The prevailing perspective of the west, Wong says, is that poor people can’t help themselves. “We see Africa as this pitiful, sad, helpless, chaotic place,” she said. During her time in Uganda, she found herself questioning the presence and role of western non-governmental organizations, and concluded that in some instances, these NGOs are a “necessary evil”.

My mom would often cut out newspaper articles for me about what people were making in different professions on average.

Wong Street has previewed in California, Vermont and New York. If those early reviews are any indication, it appears Wong has another hit on her hands.
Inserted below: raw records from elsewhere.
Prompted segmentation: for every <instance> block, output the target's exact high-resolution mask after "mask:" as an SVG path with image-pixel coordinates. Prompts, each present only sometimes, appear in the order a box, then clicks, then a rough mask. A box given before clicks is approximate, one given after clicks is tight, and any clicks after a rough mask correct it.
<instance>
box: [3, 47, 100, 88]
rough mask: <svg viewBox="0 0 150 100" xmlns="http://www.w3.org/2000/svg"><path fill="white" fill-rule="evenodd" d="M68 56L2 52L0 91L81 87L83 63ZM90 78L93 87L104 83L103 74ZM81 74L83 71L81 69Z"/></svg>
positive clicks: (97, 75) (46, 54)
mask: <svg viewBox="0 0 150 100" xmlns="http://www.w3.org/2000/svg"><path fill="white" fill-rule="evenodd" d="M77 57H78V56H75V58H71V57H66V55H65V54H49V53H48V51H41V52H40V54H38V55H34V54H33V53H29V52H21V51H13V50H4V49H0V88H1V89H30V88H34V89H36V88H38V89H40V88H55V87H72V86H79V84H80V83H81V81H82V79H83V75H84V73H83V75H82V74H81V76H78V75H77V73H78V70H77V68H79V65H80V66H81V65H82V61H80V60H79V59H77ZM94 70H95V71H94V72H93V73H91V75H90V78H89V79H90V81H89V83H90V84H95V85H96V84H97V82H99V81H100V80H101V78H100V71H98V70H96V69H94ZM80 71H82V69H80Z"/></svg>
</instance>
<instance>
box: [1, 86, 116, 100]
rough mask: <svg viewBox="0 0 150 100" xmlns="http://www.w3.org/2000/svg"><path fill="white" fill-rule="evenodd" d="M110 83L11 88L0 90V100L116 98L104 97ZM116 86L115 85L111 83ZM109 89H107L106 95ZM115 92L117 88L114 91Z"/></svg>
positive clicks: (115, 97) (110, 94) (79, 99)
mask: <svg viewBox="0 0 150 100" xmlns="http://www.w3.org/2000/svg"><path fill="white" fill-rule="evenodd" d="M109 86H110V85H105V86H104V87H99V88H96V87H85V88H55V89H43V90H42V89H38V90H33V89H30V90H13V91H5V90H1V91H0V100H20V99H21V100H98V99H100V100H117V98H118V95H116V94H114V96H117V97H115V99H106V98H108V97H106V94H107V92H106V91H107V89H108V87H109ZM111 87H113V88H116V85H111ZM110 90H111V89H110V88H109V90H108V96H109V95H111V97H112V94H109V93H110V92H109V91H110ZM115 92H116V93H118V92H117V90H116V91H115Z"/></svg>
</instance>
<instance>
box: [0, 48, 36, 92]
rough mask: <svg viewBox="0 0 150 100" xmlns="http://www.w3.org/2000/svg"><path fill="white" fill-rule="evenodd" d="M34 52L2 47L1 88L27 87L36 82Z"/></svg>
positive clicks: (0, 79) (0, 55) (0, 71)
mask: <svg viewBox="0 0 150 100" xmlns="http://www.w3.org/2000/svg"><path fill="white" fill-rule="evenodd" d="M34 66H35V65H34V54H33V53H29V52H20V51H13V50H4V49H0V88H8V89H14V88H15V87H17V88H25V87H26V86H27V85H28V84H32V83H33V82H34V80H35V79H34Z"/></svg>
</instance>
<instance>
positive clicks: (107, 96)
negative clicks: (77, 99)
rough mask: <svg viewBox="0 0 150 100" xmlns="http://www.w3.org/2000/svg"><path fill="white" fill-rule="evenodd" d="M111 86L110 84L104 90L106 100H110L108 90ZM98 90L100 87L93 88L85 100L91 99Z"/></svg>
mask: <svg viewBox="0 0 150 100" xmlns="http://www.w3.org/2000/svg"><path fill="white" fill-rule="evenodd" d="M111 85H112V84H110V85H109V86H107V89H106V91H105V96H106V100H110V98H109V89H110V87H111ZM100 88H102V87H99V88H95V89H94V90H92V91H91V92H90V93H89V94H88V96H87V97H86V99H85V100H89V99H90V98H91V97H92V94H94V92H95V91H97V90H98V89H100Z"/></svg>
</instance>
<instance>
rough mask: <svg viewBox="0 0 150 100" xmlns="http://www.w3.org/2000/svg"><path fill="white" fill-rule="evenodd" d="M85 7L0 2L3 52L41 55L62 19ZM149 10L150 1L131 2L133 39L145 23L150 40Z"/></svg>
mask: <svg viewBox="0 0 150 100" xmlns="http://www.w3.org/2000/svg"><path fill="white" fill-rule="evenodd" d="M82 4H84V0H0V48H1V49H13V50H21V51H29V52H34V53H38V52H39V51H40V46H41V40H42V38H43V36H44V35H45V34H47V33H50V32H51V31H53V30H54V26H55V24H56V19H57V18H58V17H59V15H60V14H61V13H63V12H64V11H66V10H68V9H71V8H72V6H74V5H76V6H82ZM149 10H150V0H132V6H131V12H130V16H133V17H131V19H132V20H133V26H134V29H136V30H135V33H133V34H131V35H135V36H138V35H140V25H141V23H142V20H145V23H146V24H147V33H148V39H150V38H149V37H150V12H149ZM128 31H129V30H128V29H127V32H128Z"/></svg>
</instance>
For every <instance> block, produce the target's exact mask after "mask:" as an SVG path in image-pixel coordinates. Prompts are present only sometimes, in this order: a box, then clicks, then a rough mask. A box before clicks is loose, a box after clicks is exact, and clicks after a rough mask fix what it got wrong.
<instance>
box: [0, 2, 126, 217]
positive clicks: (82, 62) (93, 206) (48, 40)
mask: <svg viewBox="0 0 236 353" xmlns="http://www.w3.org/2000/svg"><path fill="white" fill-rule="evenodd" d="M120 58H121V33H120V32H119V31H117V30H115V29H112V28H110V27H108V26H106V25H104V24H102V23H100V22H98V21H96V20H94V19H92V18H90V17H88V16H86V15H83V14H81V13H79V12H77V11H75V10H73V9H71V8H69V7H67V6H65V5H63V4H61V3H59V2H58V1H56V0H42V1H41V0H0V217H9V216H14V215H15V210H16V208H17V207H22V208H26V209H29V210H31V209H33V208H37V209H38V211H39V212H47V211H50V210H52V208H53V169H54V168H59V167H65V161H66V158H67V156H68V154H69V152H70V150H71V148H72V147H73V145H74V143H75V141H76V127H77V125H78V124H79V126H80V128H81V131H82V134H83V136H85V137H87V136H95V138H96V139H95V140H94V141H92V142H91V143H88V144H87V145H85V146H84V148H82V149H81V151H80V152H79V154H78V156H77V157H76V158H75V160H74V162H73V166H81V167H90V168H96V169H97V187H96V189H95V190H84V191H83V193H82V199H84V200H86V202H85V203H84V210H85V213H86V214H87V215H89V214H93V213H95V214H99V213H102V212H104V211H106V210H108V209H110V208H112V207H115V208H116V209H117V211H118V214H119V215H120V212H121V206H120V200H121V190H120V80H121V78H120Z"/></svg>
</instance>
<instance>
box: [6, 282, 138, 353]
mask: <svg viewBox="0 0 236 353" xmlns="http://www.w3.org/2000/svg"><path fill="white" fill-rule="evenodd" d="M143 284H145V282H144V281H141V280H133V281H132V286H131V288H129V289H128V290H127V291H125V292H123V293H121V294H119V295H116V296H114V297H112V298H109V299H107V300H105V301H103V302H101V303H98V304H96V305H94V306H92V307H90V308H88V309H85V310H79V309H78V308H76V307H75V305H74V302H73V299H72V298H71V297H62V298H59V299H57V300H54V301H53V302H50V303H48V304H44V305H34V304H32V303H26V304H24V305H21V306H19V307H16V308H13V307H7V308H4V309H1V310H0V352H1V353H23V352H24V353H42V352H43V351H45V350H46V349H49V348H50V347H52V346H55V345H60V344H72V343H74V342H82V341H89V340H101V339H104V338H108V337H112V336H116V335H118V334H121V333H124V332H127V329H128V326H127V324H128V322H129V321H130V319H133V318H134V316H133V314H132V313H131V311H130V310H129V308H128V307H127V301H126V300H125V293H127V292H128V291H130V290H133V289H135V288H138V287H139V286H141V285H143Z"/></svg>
But for the UCLA graduate, success hasn’t always come easy. She spent her 20s selling items on eBay and earning $10 an hour at an art non-profit.

Wong said: “There’s nothing defined for an artist – no set structure that ensures a salary or future growth. I wish I could have told my younger self it was just going to take me 15 years [to succeed as an artist].”

During her leaner years, Wong’s accountant mother and insurance salesman father encouraged her to pursue a more pragmatic career, like medicine. “Every practical way money is calculated by my Chinese family does not apply [to performance art]. My mom would often cut out newspaper articles for me about what people were making in different professions on average. She still cuts them out for me.”

Wong concedes she would have made a “horrible, but funny, doctor”. Though she has researched nursing schools late at night, in moments of panic about whether she’d be able to continue to support herself with her craft.

Still, Wong has no regrets making a living from politically and socially relevant live work. And she’s grateful she stuck it out. “I feel very lucky to have made it.” Wong said. “I haven’t looked up going to nursing school in two years.”